Ronald Reagan, the Great Communicator, knew the power of an uplifting moment. In 1984 he let the American people know, despite a recession, all was going to be OK.
"It's morning again in America," his re-election ad said. "Today more men and women will go to work than ever before in our country's history ... and under the leadership of President Reagan, our country is prouder and stronger and better. Why would we ever want to return to where we were less than four short years ago?" Reagan crushed another very able and well-respected former Democratic vice-president and senator, Walter Mondale, carrying 49 states with 525 electoral votes.
But this was not Donald Trump's message to the packed crowd at the White House: "This is the most important election in the history of our country. This election will decide whether we save the American Dream or whether we allow a socialist agenda to demolish our cherished destiny … whether we protect law-abiding Americans or whether we give free rein to violent anarchists, agitators and criminals who threaten our citizens ... whether we will defend the American way of life or whether we allow a radical movement to completely dismantle and destroy it."
A stark contrast with Joe Biden's hopeful tones to a troubled and divided nation: "America is at an inflection point. A time of real peril, but of extraordinary possibilities. We can choose the path of becoming angrier, less hopeful, and more divided ... Or we can choose a different path, and together, take this chance to heal, to be reborn, to unite ... With passion and purpose, let us begin – you and I together, one nation, under God – united in our love for America and united in our love for each other."
But the most telling speech was from former president Barack Obama, with his terrifying warning that American democracy itself faced an existential threat: "I am also asking you ... to embrace your own responsibility as citizens – to make sure that the basic tenets of our democracy endure. Because that's what is at stake right now: our democracy ... Any chance of success depends entirely on the outcome of this election. This administration has shown it will tear our democracy down if that's what it takes to win."
So we now understand, from both Trump and Obama, that it is midnight in America.
The Labor Day weekend just ahead is a moment of re-set for the campaigns, when voters, coming off their pandemic summer from hell, take stock of the candidates and the parties after the conventions. The first polls in coming days will show the true state of play – whether Biden's consistent lead in the polls was just a summer's reverie and the pundits' view that Trump is cooked are all wrong; or whether Trump's law-and-order message has cemented the base that won in 2016.

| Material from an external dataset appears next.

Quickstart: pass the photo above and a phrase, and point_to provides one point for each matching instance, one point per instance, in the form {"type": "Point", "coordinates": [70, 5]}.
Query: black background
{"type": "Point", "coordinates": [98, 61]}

Indeed, Trump is more popular now than were the last two one-term presidents: George H. W. Bush in 1992 and Jimmy Carter in 1980. Democrats remember that their nominee Michael Dukakis led Bush by 17 points in the summer of 1988 – and lost badly.
There are several potential triggers for a Biden collapse: a chronic lacklustre presence, with stunted voter enthusiasm for him; flat black turnout, despite Kamala Harris as prospective vice-president; "senior moments" that raise nagging doubts about his vitality and ability; a judgment by millions of out-of-work voters that the Democrats in Congress are to blame for blocking their unemployment benefits and chances of keeping eviction notices at bay; a weak Hispanic vote, especially in Florida, Texas and Arizona, that keeps Biden from winning one of those states, and perhaps the presidency; the strong jobs and GDP rebound, underscoring Trump's management of the economy; and with the ugly rioting and shootings in Portland and Wisconsin, a judgment by many moderate Republicans in suburbs across America that Trump is right – anarchy and violence threaten the country and cannot be rewarded in November.
Trump can stumble as well. The economy can falter further, with millions out of work and no health insurance. The pandemic death toll will be more than 200,000 by election day, and the virus can spike again in the autumn. He can make costly own goals such as his call to boycott Goodyear because the company does not permit Trump campaign gear on the shop floor. There are 60,000 Goodyear workers in Ohio, a must-win state for him. Democrats are surging against vulnerable Republicans seeking re-election to the Senate, weakening Trump's showing in states like Arizona, North Carolina, Maine and Georgia.
When the basketball players declined to take the courts after the Kenosha shooting, Trump turned to the metric he loves to use for ridicule.
"I don't know much about the NBA protests," Trump said. "I know their ratings are very bad because I think people are a little tired of the NBA, frankly."
Well, the American people may be tired of the Trump show. The ratings are in. While Trump's speech drew the biggest audience of his week, it was still down by 12 million viewers from his convention triumph four years ago, and trailed Biden's big speech by more than 3.5 million viewers. Four nights of screaming at voters – from Kimberly Guilfoyle to Rudy Giuliani to Trump – may not have paid off. Hope and terror, fully intertwine, as the clock in America strikes midnight.